MI5 has admitted that its staff are not sufficiently skilled in IT, and is introducing a redundancy programme for some employees, according to the annual Intelligence and Security Committee Report (PDF).
The report noted that Jonathan Evans, director general of MI5, had told the Committee that he was concerned about the levels of IT skills, and that "some of the staff perhaps aren't quite the ones that we will want for the future".
The Committee also heard from Iain Lobban, director of GCHQ, who said that growing demand for the services of the Communications-Electronics Security Group (CESG) had led to a funding shortfall of several million pounds.
"I believe there is a strong argument that, as government becomes more and more dependent on IT, we need to consider what proportion of government IT spend should be going towards making the systems secure and resilient," Lobban said in the report.
"I have been recommending to the cabinet secretary that we should stop charging government departments for CESG services with effect from April this year, and if not from April this year, April next year."

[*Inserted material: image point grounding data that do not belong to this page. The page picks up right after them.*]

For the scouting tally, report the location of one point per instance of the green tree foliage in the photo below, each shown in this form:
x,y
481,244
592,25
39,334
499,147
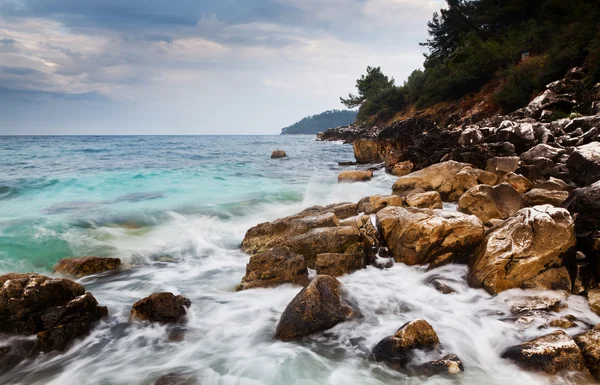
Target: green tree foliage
x,y
320,122
473,42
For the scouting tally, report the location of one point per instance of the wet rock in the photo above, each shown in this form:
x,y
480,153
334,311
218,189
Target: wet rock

The report also touched on the construction of a bespoke datacentre for MI5 and the Secret Intelligence Service which is being jointly funded by the two bodies. The cost of the project was not revealed.
GCHQ is not taking part in the project as it does not have the funding to participate, and has said that it does not believe the project would meet its requirements.
"It does not offer sufficient space for our requirements or indeed a resilient solution. It is effectively just another datacentre," GCHQ said in the report.